At least I can tell myself that the days are getting longer, even if I don't actually notice it yet. Sunlight will help. Oh yeah, there's San Jose too; details on that later.

Date: 2003-01-09 07:43 pm (UTC)
From: [identity profile] anotheranon.livejournal.com
That's a lot going on at once for anyone :( I know that nothing I can say would be adequate, but I do hope you are feeling better.

San Jose will be good for you - change of climate (hopefully warmer, or at least more moderate) and a change of scenery away from the drama.

Date: 2003-01-09 08:17 pm (UTC)
From: [identity profile] rmjwell.livejournal.com
I hope San Jose cheers you up. Speaking of which, might there be time in your schedule out here for us to rendezvous for hot, monkey... coffee?

I love your userpic, too. :-)

Date: 2003-01-09 08:26 pm (UTC)
geminigirl: (Default)
From: [personal profile] geminigirl
You know, no one at work understood when I used monkey in the same context you did. I had to explain it. And it's not easy to explain.

Date: 2003-01-10 12:24 am (UTC)
From: [identity profile] rmjwell.livejournal.com
I wish I remembered where I first encountered the term "hot monkey love", but I don't.

It's up there with "butt-fuck Egypt" as being one of the weird, but mostly well-known terms around.

Date: 2003-01-10 06:29 am (UTC)
geminigirl: (Default)
From: [personal profile] geminigirl
BFE has always been synonmous with "Guam" as in "Oh where did you park the car, the lot is so crowded?" "Oh, I parked over there in Guam."

In high school there was student parking on both the left and right hand sides of the building-the right hand lot, near the tennis courts was Guam. The left hand lot, back by the backstops was known as BFE.

I used the phrase "Mad Monkey Sex" to describe what I used to do with the roommate of a co-worker's nephew. My boss asked me, "So you went out with him?" "No, S. I just had sex with him. We'd get together, study for chemistry and then we'd have sex."

I still can't believe that I had to explain "mad monkey sex" and that J. another co-worker stood there trying to describe how monkeys bit each other during sex.

Re: hot monkey coffee

Date: 2003-01-10 12:26 am (UTC)
From: [identity profile] rmjwell.livejournal.com
What's the date range we're talking about here, just so I'm clear. But that sounds manageable.

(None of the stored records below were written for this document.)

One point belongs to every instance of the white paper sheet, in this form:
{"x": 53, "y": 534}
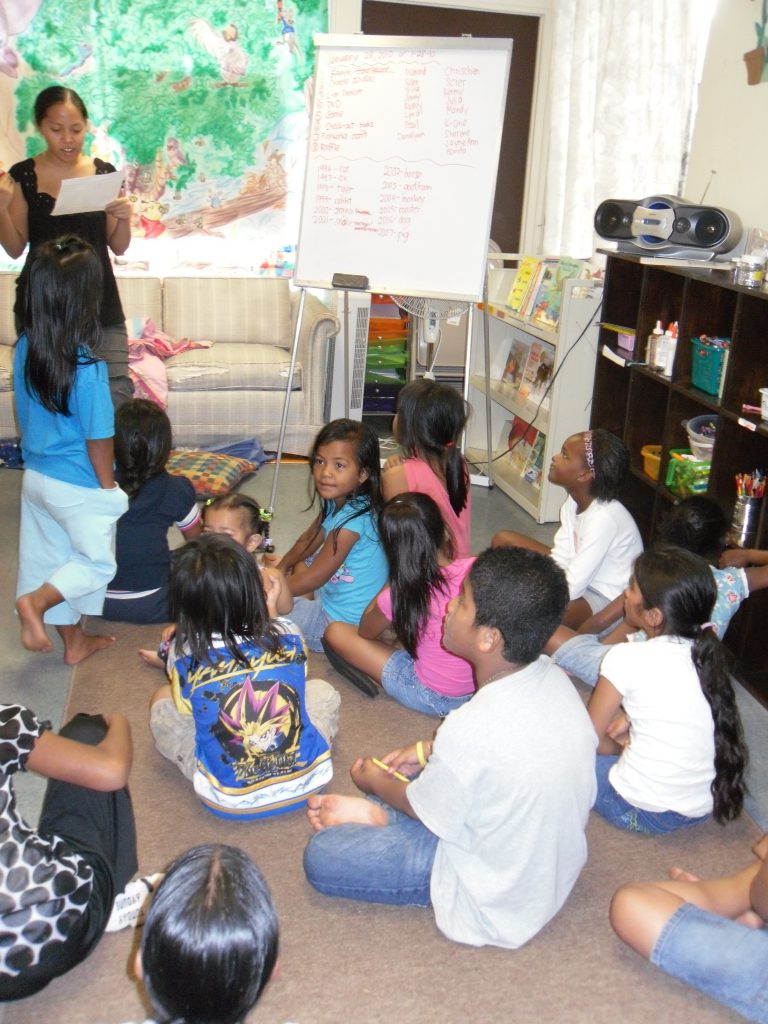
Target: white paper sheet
{"x": 88, "y": 194}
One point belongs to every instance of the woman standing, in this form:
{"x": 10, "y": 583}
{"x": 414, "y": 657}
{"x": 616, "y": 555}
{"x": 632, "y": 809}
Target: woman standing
{"x": 28, "y": 195}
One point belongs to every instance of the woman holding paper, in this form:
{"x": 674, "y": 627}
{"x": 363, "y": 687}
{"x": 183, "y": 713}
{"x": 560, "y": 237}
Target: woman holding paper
{"x": 28, "y": 197}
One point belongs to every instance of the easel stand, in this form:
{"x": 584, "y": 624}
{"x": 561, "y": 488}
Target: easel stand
{"x": 346, "y": 283}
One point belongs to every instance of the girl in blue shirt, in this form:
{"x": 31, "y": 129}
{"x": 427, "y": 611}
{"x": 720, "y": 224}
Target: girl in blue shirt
{"x": 70, "y": 500}
{"x": 339, "y": 560}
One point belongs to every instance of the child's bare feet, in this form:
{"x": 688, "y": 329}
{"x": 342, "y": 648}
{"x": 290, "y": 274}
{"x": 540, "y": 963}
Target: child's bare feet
{"x": 34, "y": 636}
{"x": 79, "y": 645}
{"x": 151, "y": 657}
{"x": 332, "y": 809}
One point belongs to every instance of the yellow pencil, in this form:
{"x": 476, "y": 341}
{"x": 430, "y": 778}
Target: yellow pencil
{"x": 389, "y": 771}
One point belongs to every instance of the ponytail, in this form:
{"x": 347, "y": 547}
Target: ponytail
{"x": 412, "y": 534}
{"x": 713, "y": 664}
{"x": 681, "y": 585}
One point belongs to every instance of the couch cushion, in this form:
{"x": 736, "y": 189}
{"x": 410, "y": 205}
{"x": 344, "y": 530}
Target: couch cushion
{"x": 231, "y": 368}
{"x": 251, "y": 310}
{"x": 6, "y": 368}
{"x": 211, "y": 473}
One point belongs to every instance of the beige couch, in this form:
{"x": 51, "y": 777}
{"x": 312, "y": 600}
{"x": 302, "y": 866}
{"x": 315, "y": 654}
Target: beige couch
{"x": 235, "y": 389}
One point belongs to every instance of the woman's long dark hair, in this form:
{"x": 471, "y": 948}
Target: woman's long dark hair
{"x": 142, "y": 442}
{"x": 215, "y": 590}
{"x": 60, "y": 317}
{"x": 412, "y": 534}
{"x": 431, "y": 417}
{"x": 209, "y": 944}
{"x": 682, "y": 587}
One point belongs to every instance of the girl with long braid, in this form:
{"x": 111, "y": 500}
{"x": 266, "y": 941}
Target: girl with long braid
{"x": 680, "y": 755}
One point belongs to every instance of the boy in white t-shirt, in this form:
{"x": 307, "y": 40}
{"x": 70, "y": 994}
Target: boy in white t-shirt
{"x": 485, "y": 822}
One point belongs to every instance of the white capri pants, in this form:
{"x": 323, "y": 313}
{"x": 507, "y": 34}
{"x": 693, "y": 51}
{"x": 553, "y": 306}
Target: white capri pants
{"x": 67, "y": 539}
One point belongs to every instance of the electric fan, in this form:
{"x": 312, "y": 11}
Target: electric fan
{"x": 428, "y": 313}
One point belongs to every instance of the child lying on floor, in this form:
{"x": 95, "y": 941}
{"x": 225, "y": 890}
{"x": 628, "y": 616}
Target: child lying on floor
{"x": 486, "y": 822}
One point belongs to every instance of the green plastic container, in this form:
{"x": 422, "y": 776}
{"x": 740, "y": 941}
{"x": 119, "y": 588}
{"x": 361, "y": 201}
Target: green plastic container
{"x": 685, "y": 477}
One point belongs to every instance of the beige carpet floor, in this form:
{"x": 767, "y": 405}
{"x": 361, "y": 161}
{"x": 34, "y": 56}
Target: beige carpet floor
{"x": 343, "y": 961}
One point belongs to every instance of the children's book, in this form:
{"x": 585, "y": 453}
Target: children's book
{"x": 525, "y": 270}
{"x": 515, "y": 365}
{"x": 532, "y": 470}
{"x": 544, "y": 270}
{"x": 520, "y": 442}
{"x": 549, "y": 297}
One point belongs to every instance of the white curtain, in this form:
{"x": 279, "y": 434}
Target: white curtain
{"x": 624, "y": 85}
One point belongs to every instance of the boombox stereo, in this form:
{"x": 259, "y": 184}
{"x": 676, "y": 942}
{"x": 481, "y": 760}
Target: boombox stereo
{"x": 668, "y": 225}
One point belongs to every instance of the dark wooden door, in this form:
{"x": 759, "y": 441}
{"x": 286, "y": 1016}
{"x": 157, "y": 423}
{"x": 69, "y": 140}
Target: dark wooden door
{"x": 413, "y": 19}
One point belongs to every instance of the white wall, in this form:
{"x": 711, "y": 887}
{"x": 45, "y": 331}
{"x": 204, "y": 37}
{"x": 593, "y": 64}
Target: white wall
{"x": 730, "y": 133}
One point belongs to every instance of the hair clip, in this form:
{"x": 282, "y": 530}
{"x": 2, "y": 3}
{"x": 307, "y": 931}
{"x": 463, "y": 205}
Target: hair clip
{"x": 589, "y": 454}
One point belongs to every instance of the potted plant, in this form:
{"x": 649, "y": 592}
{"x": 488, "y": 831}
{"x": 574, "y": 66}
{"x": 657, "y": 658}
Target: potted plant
{"x": 755, "y": 59}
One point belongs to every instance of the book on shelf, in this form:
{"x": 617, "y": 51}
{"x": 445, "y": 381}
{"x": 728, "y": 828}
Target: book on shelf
{"x": 515, "y": 365}
{"x": 535, "y": 465}
{"x": 548, "y": 300}
{"x": 525, "y": 271}
{"x": 538, "y": 373}
{"x": 520, "y": 441}
{"x": 544, "y": 270}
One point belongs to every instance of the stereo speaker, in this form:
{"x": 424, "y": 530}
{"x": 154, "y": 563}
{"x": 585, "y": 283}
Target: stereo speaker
{"x": 668, "y": 225}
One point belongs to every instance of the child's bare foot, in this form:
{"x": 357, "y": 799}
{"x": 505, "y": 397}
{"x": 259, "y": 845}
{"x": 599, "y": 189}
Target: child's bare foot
{"x": 151, "y": 657}
{"x": 79, "y": 645}
{"x": 332, "y": 809}
{"x": 34, "y": 636}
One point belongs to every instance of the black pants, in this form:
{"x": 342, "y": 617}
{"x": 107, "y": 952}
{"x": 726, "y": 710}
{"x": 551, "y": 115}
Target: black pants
{"x": 100, "y": 826}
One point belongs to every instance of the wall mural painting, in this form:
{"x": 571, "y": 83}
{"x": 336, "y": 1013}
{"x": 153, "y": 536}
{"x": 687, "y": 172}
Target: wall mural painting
{"x": 204, "y": 103}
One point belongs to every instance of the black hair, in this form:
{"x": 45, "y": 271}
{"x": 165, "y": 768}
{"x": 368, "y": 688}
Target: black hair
{"x": 367, "y": 496}
{"x": 611, "y": 464}
{"x": 57, "y": 94}
{"x": 238, "y": 502}
{"x": 680, "y": 584}
{"x": 431, "y": 417}
{"x": 142, "y": 442}
{"x": 412, "y": 532}
{"x": 215, "y": 590}
{"x": 521, "y": 593}
{"x": 210, "y": 940}
{"x": 698, "y": 524}
{"x": 60, "y": 317}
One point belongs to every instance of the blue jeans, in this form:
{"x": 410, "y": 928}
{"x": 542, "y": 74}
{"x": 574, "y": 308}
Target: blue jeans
{"x": 311, "y": 621}
{"x": 389, "y": 863}
{"x": 720, "y": 957}
{"x": 401, "y": 683}
{"x": 621, "y": 813}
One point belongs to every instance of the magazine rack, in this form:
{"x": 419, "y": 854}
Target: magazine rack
{"x": 541, "y": 382}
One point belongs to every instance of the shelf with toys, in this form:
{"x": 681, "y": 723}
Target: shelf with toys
{"x": 719, "y": 365}
{"x": 540, "y": 379}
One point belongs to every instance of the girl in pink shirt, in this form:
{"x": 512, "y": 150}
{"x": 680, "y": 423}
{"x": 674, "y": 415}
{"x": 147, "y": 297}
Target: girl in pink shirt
{"x": 428, "y": 426}
{"x": 416, "y": 670}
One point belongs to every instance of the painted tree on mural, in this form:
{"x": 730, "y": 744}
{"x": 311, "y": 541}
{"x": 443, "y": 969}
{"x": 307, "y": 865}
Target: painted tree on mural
{"x": 201, "y": 100}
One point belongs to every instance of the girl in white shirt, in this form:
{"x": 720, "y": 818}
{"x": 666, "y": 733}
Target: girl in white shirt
{"x": 679, "y": 755}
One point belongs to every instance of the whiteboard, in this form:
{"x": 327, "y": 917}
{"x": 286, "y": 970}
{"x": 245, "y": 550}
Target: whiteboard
{"x": 403, "y": 151}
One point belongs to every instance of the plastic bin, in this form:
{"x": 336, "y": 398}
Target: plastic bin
{"x": 701, "y": 431}
{"x": 685, "y": 477}
{"x": 651, "y": 460}
{"x": 708, "y": 363}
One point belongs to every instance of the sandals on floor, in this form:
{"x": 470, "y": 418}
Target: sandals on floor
{"x": 364, "y": 682}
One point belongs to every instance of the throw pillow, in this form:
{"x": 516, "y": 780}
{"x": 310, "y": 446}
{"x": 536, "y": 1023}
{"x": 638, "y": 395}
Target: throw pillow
{"x": 211, "y": 474}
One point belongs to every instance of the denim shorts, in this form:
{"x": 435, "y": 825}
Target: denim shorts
{"x": 582, "y": 656}
{"x": 620, "y": 812}
{"x": 399, "y": 680}
{"x": 718, "y": 956}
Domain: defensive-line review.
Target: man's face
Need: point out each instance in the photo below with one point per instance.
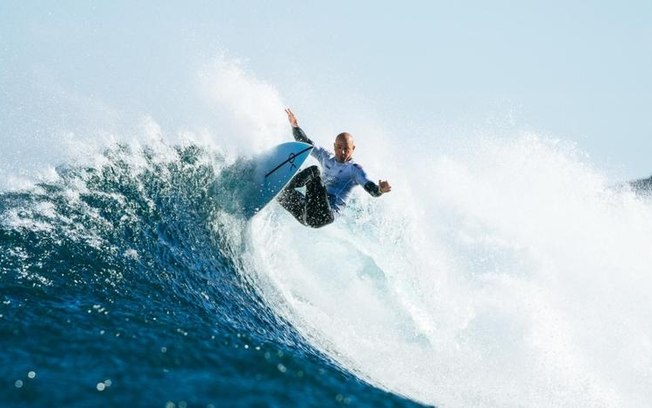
(344, 148)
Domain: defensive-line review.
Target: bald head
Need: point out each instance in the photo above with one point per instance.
(344, 147)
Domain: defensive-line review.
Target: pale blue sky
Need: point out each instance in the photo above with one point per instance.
(579, 71)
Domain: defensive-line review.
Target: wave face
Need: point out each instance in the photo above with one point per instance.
(126, 283)
(502, 271)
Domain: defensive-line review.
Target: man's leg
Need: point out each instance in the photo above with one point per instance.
(313, 209)
(318, 209)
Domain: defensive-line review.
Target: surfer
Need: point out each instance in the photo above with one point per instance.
(326, 195)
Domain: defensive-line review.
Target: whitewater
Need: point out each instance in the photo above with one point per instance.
(502, 270)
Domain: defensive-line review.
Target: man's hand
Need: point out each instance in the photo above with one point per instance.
(291, 118)
(384, 186)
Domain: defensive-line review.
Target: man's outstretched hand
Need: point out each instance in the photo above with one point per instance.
(291, 118)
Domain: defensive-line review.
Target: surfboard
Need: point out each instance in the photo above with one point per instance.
(273, 171)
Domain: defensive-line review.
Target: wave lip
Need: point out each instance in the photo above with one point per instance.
(125, 282)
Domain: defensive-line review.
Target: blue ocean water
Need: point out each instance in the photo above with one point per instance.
(118, 287)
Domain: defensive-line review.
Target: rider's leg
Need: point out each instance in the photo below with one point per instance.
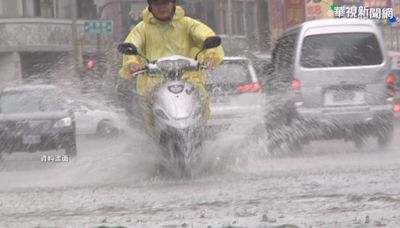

BTW it was miserably rainy here today, so I hope we can oblige you.

Date: 2003-01-09 08:58 pm (UTC)
From: [identity profile] hopeforyou.livejournal.com
Would you like a hug when you get here?

I'm sorry that you've been having a rough time, and been feeling depressed. I've been having my own bout with SAD lately. I vote for chocolate and a walk in the sun, if you're up for it.

Date: 2003-01-09 09:39 pm (UTC)
geminigirl: (Default)
From: [personal profile] geminigirl
It's hard to feel so trapped inside these days; I get up and get home in the dark. Especially since I've also got a windowless office. I've moved walking inside to the treadmill instead of outside (although one would think in the misery of summer I'd want to do that too, but the sunshine is just too promising.)


I don't honestly hate winter, I just find that it's challenging to keep my spirits up. Mostly I just drown myself in work, because I still enjoy that and wait for the sun again.

Feel better soon. In the meantime, enjoy California as much as you can. And let me know if you still want my Zim tape.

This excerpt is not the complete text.